= NHS Together =

NHS Together is a campaign alliance of the health service unions in the United Kingdom and staff associations working with the TUC, which opposes any form of commercial competition with or within the National Health Service. It is made up of several unions, including UNISON and the British Medical Association.

==About==
NHS Together is a group of organisations, largely health service trade unions, opposing any reforms which would involve privatisation or extension of private sector operation within the NHS. They claim that:

"We want to raise the alarm at what is happening to the NHS and to press the government for honest and open discussion about its reform agenda.

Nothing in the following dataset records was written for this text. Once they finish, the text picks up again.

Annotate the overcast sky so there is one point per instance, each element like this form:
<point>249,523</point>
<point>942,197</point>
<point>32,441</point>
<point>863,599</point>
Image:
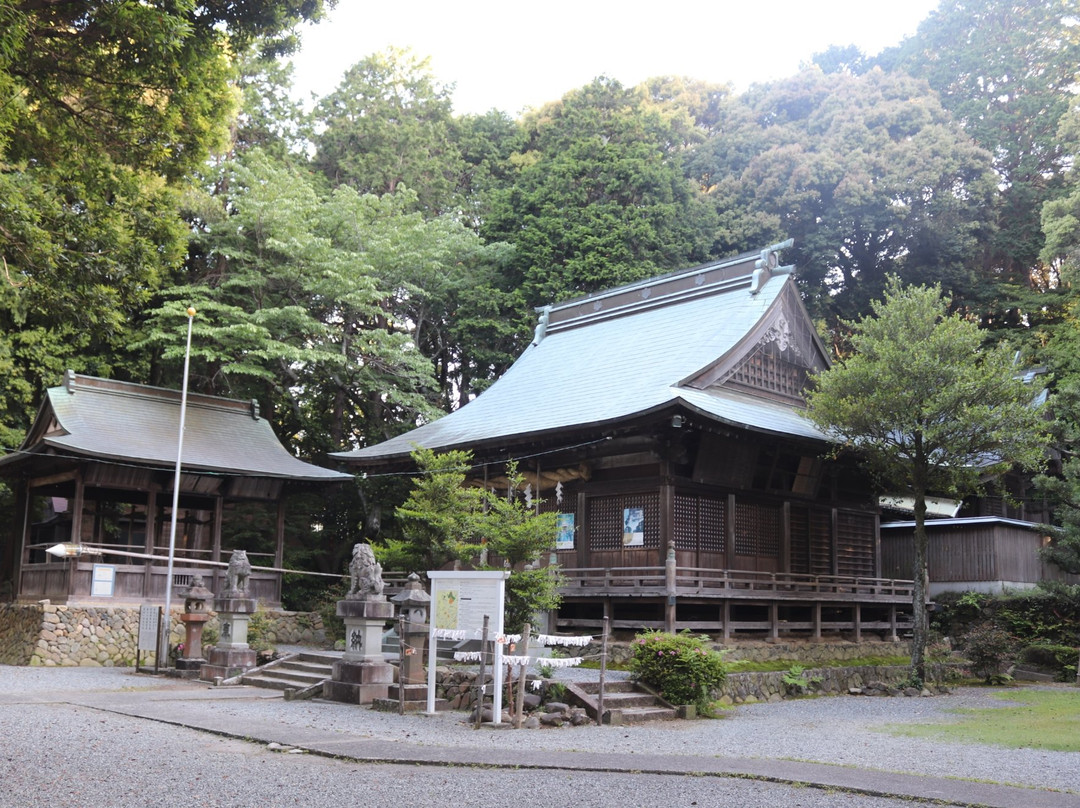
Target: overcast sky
<point>512,56</point>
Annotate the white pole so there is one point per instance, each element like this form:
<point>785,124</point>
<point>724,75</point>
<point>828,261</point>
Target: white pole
<point>176,488</point>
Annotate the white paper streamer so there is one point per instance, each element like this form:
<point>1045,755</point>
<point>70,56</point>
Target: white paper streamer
<point>449,634</point>
<point>562,661</point>
<point>549,640</point>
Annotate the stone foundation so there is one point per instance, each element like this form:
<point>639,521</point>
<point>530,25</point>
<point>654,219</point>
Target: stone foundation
<point>43,634</point>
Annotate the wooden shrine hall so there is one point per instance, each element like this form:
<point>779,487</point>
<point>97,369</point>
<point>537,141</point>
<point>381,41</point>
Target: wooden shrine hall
<point>96,472</point>
<point>664,421</point>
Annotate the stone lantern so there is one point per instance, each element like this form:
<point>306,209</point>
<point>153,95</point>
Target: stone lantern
<point>414,605</point>
<point>232,655</point>
<point>197,611</point>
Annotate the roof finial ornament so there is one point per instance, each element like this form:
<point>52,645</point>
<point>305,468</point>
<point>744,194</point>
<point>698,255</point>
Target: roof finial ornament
<point>766,267</point>
<point>542,325</point>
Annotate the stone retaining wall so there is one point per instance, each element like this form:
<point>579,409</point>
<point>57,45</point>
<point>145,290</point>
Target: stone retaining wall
<point>46,634</point>
<point>744,688</point>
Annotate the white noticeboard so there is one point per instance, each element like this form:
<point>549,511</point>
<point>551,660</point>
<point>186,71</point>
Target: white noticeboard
<point>102,583</point>
<point>148,619</point>
<point>459,602</point>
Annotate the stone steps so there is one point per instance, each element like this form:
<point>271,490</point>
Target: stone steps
<point>296,672</point>
<point>624,702</point>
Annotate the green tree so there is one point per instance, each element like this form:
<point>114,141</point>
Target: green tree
<point>930,409</point>
<point>516,532</point>
<point>1007,71</point>
<point>867,173</point>
<point>107,109</point>
<point>292,292</point>
<point>596,198</point>
<point>444,520</point>
<point>389,124</point>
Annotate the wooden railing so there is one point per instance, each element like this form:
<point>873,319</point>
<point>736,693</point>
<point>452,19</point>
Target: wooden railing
<point>730,583</point>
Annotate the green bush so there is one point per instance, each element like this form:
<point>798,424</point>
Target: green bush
<point>1060,659</point>
<point>679,667</point>
<point>989,649</point>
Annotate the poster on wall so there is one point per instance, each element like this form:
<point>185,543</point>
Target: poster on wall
<point>564,532</point>
<point>633,526</point>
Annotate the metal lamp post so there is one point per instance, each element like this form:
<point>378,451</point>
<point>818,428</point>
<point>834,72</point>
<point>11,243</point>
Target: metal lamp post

The NHS has been getting better thanks to increased spending and the dedication and commitment of NHS workers to new ways of working. But progress is under threat:
- Health trust deficits are causing cuts in patient care and staff jobs
- NHS staff support reform that delivers better patient care, but that has been replaced by untested rapid changes with no staff involvement.
- The fragmentation of the NHS threatens the NHS values that bind it together."

Two main forms of protest that has been organised. One is a petition, calling upon the government to work closer with NHS staff and patients to improve the health service. A rally, entitled "I ♥ NHS" also took place on 3 November in London. About 7,000 people took part on the march, during which London Mayor Ken Livingstone gave a video message giving his support.

==Supporters==
Other than health service unions, support has been given from other unions such as the National Union of Teachers. There has also been support from celebrities including Sir Geoff Hurst, Sir Ranulph Fiennes, Tamsin Greig, Arthur Smith and music band Four Kornerz.